The ABC interview with Kiriakou provides some important insights into the whole question of the CIA's role in using torture, which is now euphemistically called "enhanced interrogation".
CIA case officers are not trained in "interrogation". They are trained in recruitment. Recruiting and debriefing sources is more akin to romancing someone. You are not looking for a one night stand, you want a relationship.
So who did the CIA turn to for help with "enhanced interrogation"? It was either the military or former military working as contractors. Why? Because the military did train interrogators at Fort Huachuca and they were familiar with enhanced interrogation methods, including waterboarding.
Unfortunately, the media are helping to perpetuate several myths about waterboarding. Last Sunday in the Washington Post, for example, reporters Joby Warrick and Dan Eggen claimed:

A U.S. soldier in Vietnam supervises the waterboarding of a captured North Vietnamese soldier. Bettmann/Corbis
"Waterboarding as an interrogation technique has its roots in some of history's worst totalitarian nations, from Nazi Germany and the Spanish Inquisition to North Korea and Iraq. In the United States, the technique was first used five decades ago as a training tool to give U.S. troops a realistic sense of what they could expect if captured by the Soviet Union or the armies of Southeast Asia. The U.S. military has officially regarded the tactic as torture since the Spanish-American War.
In general, the technique involves strapping a prisoner to a board or other flat surface, and then raising his feet above the level of his head. A cloth is then placed over the subject's mouth and nose, and water is poured over his face to make the prisoner believe he is drowning."
Wrong. Dead wrong. A friend of VIPS sent the following to Ray McGovern yesterday reminding us that:
As I'm sure you know, waterboarding was a common practice used by the Marines in the Philippines during the war 1898-1902 when thousands were killed. I recall seeing photos as well as drawings of it among the military records in the National Archives. But now, they are spinning waterboarding as a practice the U.S. only used to show our people what to expect from the enemy.
Incidentally, a photograph (see below) appeared on the front page of the Washington Post showing a U.S. smiling officer in Vietnam participating in the waterboarding of an alleged North Vietnamese cadre. On Jan. 21, 1968, The Washington Post ran the photo of a U.S. soldier supervising the waterboarding. The caption said the technique induced "a flooding sense of suffocation and drowning, meant to make him talk." The picture led to an Army investigation and, two months later, the court martial of the soldier.

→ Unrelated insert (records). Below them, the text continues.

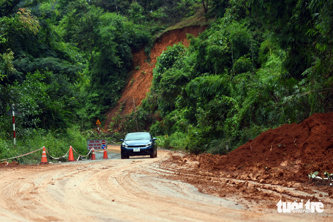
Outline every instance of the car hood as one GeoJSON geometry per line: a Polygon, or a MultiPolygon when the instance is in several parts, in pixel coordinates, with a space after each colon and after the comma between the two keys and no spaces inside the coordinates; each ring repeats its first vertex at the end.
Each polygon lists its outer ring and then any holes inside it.
{"type": "Polygon", "coordinates": [[[135,146],[136,145],[146,145],[148,143],[151,143],[152,141],[150,140],[126,140],[124,142],[129,146],[135,146]]]}

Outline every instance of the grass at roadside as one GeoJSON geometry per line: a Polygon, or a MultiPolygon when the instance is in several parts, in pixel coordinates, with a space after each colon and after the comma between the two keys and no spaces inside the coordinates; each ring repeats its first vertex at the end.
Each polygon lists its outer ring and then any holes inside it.
{"type": "MultiPolygon", "coordinates": [[[[66,132],[46,132],[43,130],[32,130],[28,135],[18,138],[14,147],[11,140],[0,138],[0,159],[11,158],[30,153],[45,146],[50,154],[55,158],[64,155],[72,147],[81,155],[87,153],[87,138],[80,133],[78,128],[67,129],[66,132]]],[[[32,164],[40,162],[42,150],[31,154],[13,159],[21,164],[32,164]]],[[[74,158],[78,155],[74,153],[74,158]]],[[[58,162],[47,155],[49,161],[58,162]]],[[[67,158],[59,161],[66,161],[67,158]]]]}

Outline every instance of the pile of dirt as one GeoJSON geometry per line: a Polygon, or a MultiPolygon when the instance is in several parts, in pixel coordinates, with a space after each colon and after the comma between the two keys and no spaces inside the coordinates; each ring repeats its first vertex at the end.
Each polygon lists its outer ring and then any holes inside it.
{"type": "Polygon", "coordinates": [[[156,57],[160,56],[167,47],[180,42],[182,42],[184,45],[188,46],[189,43],[186,39],[186,34],[192,34],[196,37],[200,33],[204,31],[205,28],[204,27],[189,26],[165,33],[157,40],[152,49],[151,60],[149,62],[147,61],[147,58],[144,49],[133,53],[133,66],[135,67],[139,66],[140,69],[136,69],[133,70],[117,106],[114,109],[107,112],[107,119],[105,123],[104,130],[107,129],[112,117],[117,114],[122,116],[131,113],[134,108],[133,99],[136,106],[141,104],[142,100],[150,91],[153,80],[153,69],[155,67],[156,57]]]}
{"type": "Polygon", "coordinates": [[[325,171],[333,172],[332,119],[333,113],[315,113],[299,124],[263,132],[227,155],[184,158],[197,161],[198,171],[228,172],[240,179],[286,186],[288,181],[309,182],[311,172],[322,177],[325,171]]]}

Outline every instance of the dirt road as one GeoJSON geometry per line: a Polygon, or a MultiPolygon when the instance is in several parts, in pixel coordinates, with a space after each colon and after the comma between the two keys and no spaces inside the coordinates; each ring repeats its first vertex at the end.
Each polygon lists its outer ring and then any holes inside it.
{"type": "Polygon", "coordinates": [[[199,192],[172,179],[184,167],[168,164],[170,154],[0,168],[0,221],[332,221],[331,205],[321,214],[279,214],[236,195],[199,192]]]}

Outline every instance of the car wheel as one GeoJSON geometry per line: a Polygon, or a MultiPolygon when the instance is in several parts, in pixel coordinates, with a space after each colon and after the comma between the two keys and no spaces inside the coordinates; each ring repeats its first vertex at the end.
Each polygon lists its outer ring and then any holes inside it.
{"type": "Polygon", "coordinates": [[[129,159],[130,156],[128,155],[121,155],[122,159],[129,159]]]}

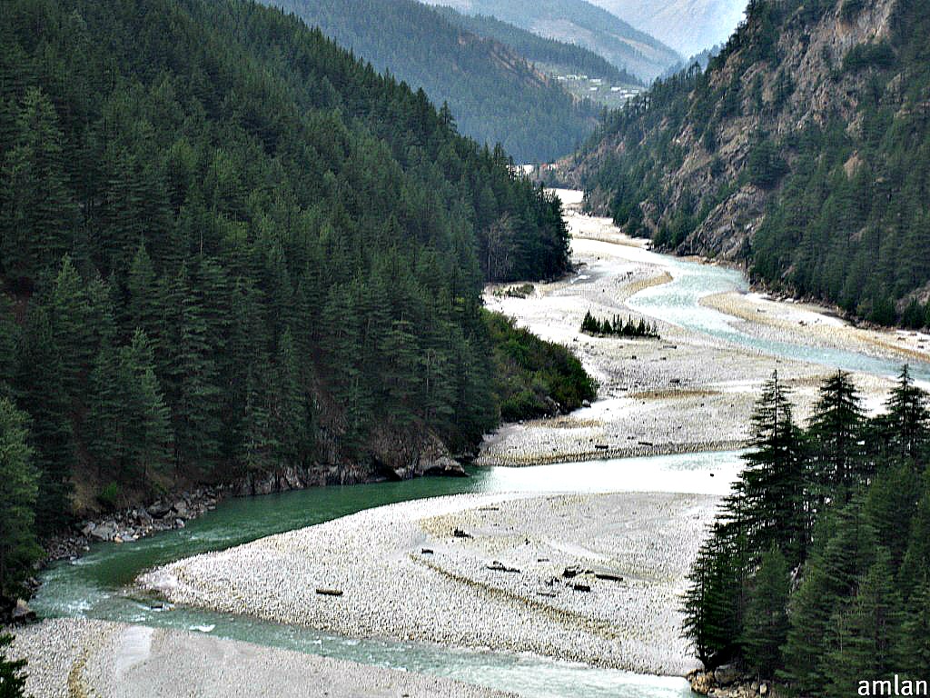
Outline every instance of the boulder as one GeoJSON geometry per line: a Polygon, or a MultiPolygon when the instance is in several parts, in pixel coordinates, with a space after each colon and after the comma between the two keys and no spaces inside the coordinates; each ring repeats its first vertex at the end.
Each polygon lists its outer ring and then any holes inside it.
{"type": "Polygon", "coordinates": [[[713,690],[713,674],[708,671],[695,671],[688,675],[691,690],[701,695],[708,695],[713,690]]]}
{"type": "Polygon", "coordinates": [[[187,502],[182,499],[175,502],[174,504],[172,504],[171,509],[180,518],[191,518],[191,510],[188,508],[187,502]]]}
{"type": "Polygon", "coordinates": [[[90,531],[90,536],[91,538],[96,538],[98,541],[112,541],[116,536],[116,527],[110,521],[106,521],[95,527],[90,531]]]}
{"type": "Polygon", "coordinates": [[[167,516],[168,512],[171,511],[171,504],[166,502],[162,502],[159,500],[153,504],[150,504],[146,509],[149,514],[155,518],[164,518],[167,516]]]}
{"type": "Polygon", "coordinates": [[[33,623],[35,621],[35,611],[29,608],[29,604],[21,598],[17,599],[16,606],[10,612],[13,623],[33,623]]]}
{"type": "Polygon", "coordinates": [[[721,686],[729,686],[739,680],[739,671],[735,664],[722,664],[713,672],[713,678],[721,686]]]}
{"type": "Polygon", "coordinates": [[[495,560],[490,565],[485,565],[485,567],[496,572],[510,572],[512,574],[520,573],[520,570],[517,568],[508,567],[507,565],[503,564],[502,562],[498,562],[498,560],[495,560]]]}

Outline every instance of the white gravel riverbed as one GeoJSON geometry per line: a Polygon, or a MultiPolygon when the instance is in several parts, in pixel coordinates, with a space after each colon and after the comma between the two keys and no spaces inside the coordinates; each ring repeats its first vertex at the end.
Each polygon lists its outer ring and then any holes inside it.
{"type": "Polygon", "coordinates": [[[717,501],[443,497],[197,556],[140,581],[175,602],[349,637],[681,676],[696,662],[679,637],[679,594],[717,501]],[[573,567],[579,573],[566,577],[573,567]]]}
{"type": "MultiPolygon", "coordinates": [[[[831,369],[765,356],[663,322],[661,341],[581,334],[589,310],[600,317],[618,314],[638,319],[642,315],[630,299],[679,272],[672,261],[651,254],[644,240],[627,237],[608,219],[579,213],[578,193],[560,195],[568,208],[578,275],[536,284],[525,298],[507,293],[513,285],[489,287],[485,301],[520,326],[572,348],[600,383],[599,399],[565,417],[501,427],[485,437],[478,464],[524,466],[738,449],[745,444],[762,383],[776,369],[794,391],[795,416],[806,418],[831,369]]],[[[930,360],[930,338],[853,329],[809,304],[737,293],[710,296],[701,304],[724,313],[740,331],[764,339],[846,348],[902,364],[930,360]]],[[[869,409],[879,409],[892,382],[865,373],[856,373],[854,380],[869,409]]]]}
{"type": "Polygon", "coordinates": [[[404,671],[212,638],[83,620],[18,630],[34,698],[507,698],[404,671]]]}

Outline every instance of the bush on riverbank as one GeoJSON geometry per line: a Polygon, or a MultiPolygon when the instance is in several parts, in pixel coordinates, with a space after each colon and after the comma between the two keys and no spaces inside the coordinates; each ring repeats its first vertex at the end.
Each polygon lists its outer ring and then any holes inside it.
{"type": "Polygon", "coordinates": [[[619,315],[614,315],[613,321],[610,318],[599,320],[591,314],[585,314],[581,321],[581,331],[592,337],[644,337],[646,339],[658,339],[658,329],[656,323],[646,323],[642,317],[640,321],[634,322],[631,317],[623,320],[619,315]]]}
{"type": "Polygon", "coordinates": [[[485,312],[497,365],[500,418],[517,422],[567,412],[597,396],[597,384],[567,348],[544,342],[504,315],[485,312]]]}

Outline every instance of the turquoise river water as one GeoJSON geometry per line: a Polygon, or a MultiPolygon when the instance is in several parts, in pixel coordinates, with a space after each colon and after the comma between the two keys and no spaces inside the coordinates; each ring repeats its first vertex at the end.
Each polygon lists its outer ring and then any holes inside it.
{"type": "MultiPolygon", "coordinates": [[[[895,375],[900,369],[897,362],[855,352],[806,347],[745,333],[733,318],[698,303],[701,297],[711,293],[745,291],[745,279],[737,272],[653,256],[671,267],[674,280],[647,289],[631,299],[631,305],[649,315],[763,355],[884,376],[895,375]]],[[[920,380],[930,381],[930,365],[917,364],[913,370],[920,380]]],[[[670,472],[677,472],[684,477],[685,472],[695,475],[700,471],[732,469],[738,457],[739,454],[734,452],[702,453],[522,469],[472,469],[471,477],[463,479],[428,478],[232,500],[202,518],[189,522],[185,529],[121,545],[100,544],[77,560],[52,566],[43,575],[43,585],[34,600],[34,608],[45,617],[87,617],[195,630],[448,677],[534,698],[688,696],[690,691],[681,678],[638,676],[528,654],[464,651],[378,639],[347,639],[247,617],[179,606],[160,607],[153,599],[134,593],[131,583],[141,571],[180,557],[221,550],[394,502],[460,492],[617,491],[629,489],[633,479],[648,478],[650,474],[668,476],[670,472]]]]}

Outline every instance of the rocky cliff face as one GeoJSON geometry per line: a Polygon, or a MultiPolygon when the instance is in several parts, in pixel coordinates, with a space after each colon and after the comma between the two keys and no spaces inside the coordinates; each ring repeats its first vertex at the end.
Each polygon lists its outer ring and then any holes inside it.
{"type": "MultiPolygon", "coordinates": [[[[759,56],[760,45],[766,43],[764,34],[772,28],[756,12],[705,75],[692,74],[676,103],[644,107],[669,114],[644,116],[632,129],[608,130],[577,156],[570,165],[574,181],[589,190],[592,209],[613,213],[616,192],[609,179],[599,177],[602,170],[667,142],[671,147],[655,154],[658,171],[651,173],[660,178],[658,195],[640,202],[644,226],[655,235],[683,208],[705,207],[703,220],[674,247],[682,253],[737,259],[778,191],[747,181],[759,134],[777,142],[810,124],[822,127],[836,118],[857,129],[858,100],[868,75],[841,73],[838,66],[857,47],[881,46],[888,39],[897,3],[875,0],[848,13],[846,3],[838,2],[814,21],[801,7],[776,26],[777,38],[765,47],[765,58],[759,56]],[[676,119],[683,108],[685,116],[676,119]],[[722,185],[730,191],[722,193],[722,185]]],[[[780,154],[790,167],[792,154],[782,150],[780,154]]]]}
{"type": "Polygon", "coordinates": [[[563,170],[660,247],[930,323],[930,263],[897,263],[930,246],[925,15],[918,0],[755,0],[707,71],[610,114],[563,170]]]}

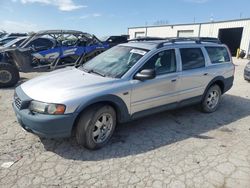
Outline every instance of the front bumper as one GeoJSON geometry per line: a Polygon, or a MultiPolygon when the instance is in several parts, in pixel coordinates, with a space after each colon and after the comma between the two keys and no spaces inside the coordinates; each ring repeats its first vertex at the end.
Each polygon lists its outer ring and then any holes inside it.
{"type": "Polygon", "coordinates": [[[244,79],[250,81],[250,69],[245,68],[244,79]]]}
{"type": "Polygon", "coordinates": [[[31,113],[28,108],[18,109],[15,102],[12,106],[19,124],[26,131],[46,138],[71,136],[76,114],[47,115],[31,113]]]}

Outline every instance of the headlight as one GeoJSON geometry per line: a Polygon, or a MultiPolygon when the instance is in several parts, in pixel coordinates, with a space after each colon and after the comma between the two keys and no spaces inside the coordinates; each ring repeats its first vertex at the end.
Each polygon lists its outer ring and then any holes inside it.
{"type": "Polygon", "coordinates": [[[49,104],[39,101],[31,101],[29,106],[30,111],[41,114],[64,114],[66,106],[63,104],[49,104]]]}

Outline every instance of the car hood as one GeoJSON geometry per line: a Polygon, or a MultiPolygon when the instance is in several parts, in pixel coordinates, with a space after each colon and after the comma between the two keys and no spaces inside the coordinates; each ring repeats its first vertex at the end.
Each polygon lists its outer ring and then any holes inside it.
{"type": "Polygon", "coordinates": [[[75,98],[91,96],[104,90],[116,79],[89,74],[74,67],[53,71],[31,79],[21,85],[22,90],[32,99],[62,103],[75,98]]]}

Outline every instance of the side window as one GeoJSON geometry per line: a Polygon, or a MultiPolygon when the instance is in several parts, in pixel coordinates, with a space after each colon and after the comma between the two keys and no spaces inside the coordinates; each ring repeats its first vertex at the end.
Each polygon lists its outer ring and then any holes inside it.
{"type": "Polygon", "coordinates": [[[206,50],[212,64],[230,61],[228,51],[225,47],[206,47],[206,50]]]}
{"type": "Polygon", "coordinates": [[[205,67],[205,58],[200,48],[180,49],[182,70],[205,67]]]}
{"type": "Polygon", "coordinates": [[[175,50],[165,50],[155,54],[142,69],[155,69],[156,75],[176,72],[175,50]]]}

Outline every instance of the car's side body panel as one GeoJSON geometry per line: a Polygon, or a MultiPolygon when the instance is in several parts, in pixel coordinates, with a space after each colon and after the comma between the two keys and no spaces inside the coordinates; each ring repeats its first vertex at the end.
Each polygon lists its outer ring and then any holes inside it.
{"type": "MultiPolygon", "coordinates": [[[[127,43],[122,46],[129,45],[130,43],[127,43]]],[[[30,100],[66,105],[64,115],[72,117],[71,119],[66,118],[69,126],[69,129],[66,129],[69,131],[77,117],[97,103],[113,106],[117,113],[118,122],[127,122],[156,112],[200,103],[206,91],[214,83],[219,84],[222,93],[232,87],[234,79],[232,59],[230,62],[212,64],[204,48],[205,44],[172,44],[160,49],[152,47],[151,43],[133,43],[133,46],[137,49],[144,46],[143,49],[147,53],[119,79],[101,77],[76,68],[67,68],[24,83],[16,89],[16,92],[21,98],[25,98],[21,94],[23,92],[31,98],[30,100]],[[182,48],[201,49],[205,59],[204,67],[183,70],[180,55],[182,48]],[[144,81],[134,78],[150,58],[161,51],[170,49],[175,51],[176,71],[156,75],[155,78],[144,81]],[[49,94],[43,92],[48,89],[50,90],[49,94]],[[22,91],[20,92],[20,90],[22,91]],[[41,96],[41,94],[43,95],[41,96]]],[[[214,44],[211,46],[223,45],[214,44]]],[[[74,48],[64,48],[64,52],[67,50],[69,50],[67,53],[77,53],[74,48]]],[[[89,50],[91,49],[89,48],[89,50]]],[[[60,53],[60,55],[62,54],[63,52],[60,53]]],[[[32,131],[37,134],[47,134],[46,126],[44,129],[41,128],[42,131],[39,132],[33,124],[35,116],[28,114],[27,108],[22,111],[14,106],[14,109],[18,117],[23,117],[22,122],[26,122],[25,124],[28,125],[28,127],[24,126],[25,128],[34,129],[32,131]]],[[[37,117],[41,120],[38,122],[39,125],[42,124],[42,121],[47,124],[51,122],[55,124],[56,122],[53,120],[53,116],[47,117],[48,121],[43,119],[44,116],[37,117]]],[[[55,116],[55,118],[59,118],[58,122],[61,121],[59,116],[55,116]]],[[[69,135],[69,132],[65,135],[69,135]]]]}

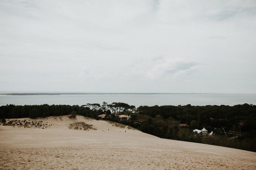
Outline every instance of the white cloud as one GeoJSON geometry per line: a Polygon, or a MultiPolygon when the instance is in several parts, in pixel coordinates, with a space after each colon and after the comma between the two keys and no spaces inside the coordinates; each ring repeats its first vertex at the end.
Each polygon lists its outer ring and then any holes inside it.
{"type": "Polygon", "coordinates": [[[254,0],[1,1],[0,89],[256,93],[255,9],[254,0]]]}

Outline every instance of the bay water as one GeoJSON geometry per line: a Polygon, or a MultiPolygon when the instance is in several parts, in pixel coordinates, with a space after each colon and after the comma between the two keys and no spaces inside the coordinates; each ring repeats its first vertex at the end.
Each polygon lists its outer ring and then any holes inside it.
{"type": "Polygon", "coordinates": [[[244,103],[256,105],[256,94],[102,94],[60,95],[0,95],[0,106],[69,105],[81,105],[87,103],[109,104],[122,102],[136,107],[141,105],[186,105],[204,106],[224,105],[233,106],[244,103]]]}

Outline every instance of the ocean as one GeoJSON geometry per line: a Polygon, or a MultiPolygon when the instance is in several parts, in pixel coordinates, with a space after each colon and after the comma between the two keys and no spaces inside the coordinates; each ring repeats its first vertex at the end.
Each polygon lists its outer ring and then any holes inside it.
{"type": "Polygon", "coordinates": [[[224,105],[233,106],[244,103],[256,105],[256,94],[99,94],[60,95],[0,95],[0,106],[32,105],[69,105],[109,104],[122,102],[136,107],[141,105],[204,106],[224,105]]]}

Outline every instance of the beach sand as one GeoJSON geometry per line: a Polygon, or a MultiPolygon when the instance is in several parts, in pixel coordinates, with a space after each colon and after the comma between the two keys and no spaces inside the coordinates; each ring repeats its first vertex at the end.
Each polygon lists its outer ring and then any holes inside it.
{"type": "Polygon", "coordinates": [[[255,152],[162,139],[81,116],[37,120],[52,125],[0,125],[0,169],[256,169],[255,152]],[[69,129],[76,121],[97,130],[69,129]]]}

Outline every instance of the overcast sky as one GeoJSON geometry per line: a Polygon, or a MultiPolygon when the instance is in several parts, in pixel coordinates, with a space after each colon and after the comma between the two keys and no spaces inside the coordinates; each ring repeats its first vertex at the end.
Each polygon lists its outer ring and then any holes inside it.
{"type": "Polygon", "coordinates": [[[0,90],[256,93],[256,1],[0,0],[0,90]]]}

Hell, it would help if Washington Post reporters read their own damn paper. It is historical information, but real facts are better than uninformed opinions.
In this regard it is worth noting that waterboarding is torture as defined in the Convention Against Torture & Other Cruel, Inhuman, or Degrading Treatment or Punishment. The Convention defines torture as:
. . . any act by which severe pain or suffering, whether physical or mental, is intentionally inflicted on a person for such purposes as obtaining from him or a third person information or a confession, punishing him for an act he or a third person has committed or is suspected of having committed, or intimidating or coercing him or a third person, or for any reason based on discrimination of any kind, when such pain or suffering is inflicted by or at the instigation of or with the consent or acquiescence of a public official or other person acting in an official capacity. It does not include pain or suffering arising only from, inherent in or incidental to lawful sanctions.
Writers and editors at the Post and other newspapers should also consult the following sections of this Convention:
- Article 2 - No Exceptional Circumstances Warranting Torture
- Article 3 - No State Party shall expel, return ("refouler") or extradite a person to another State where there are substantial grounds for believing that he would be in danger of being subjected to torture.
- Article 4 - Acts of Torture Are Criminal Offenses
- Article 10 - Education & Information Regarding Prohibition on Torture Provided in Training
- Article 16 - Each State to Prevent Acts of Cruel, Inhuman, or Degrading Treatment or Punishment
Since the United States is a signatory to this Convention, it is not up to President Bush to declare waterboarding is okay. It is not. It is torture. Plain and simple.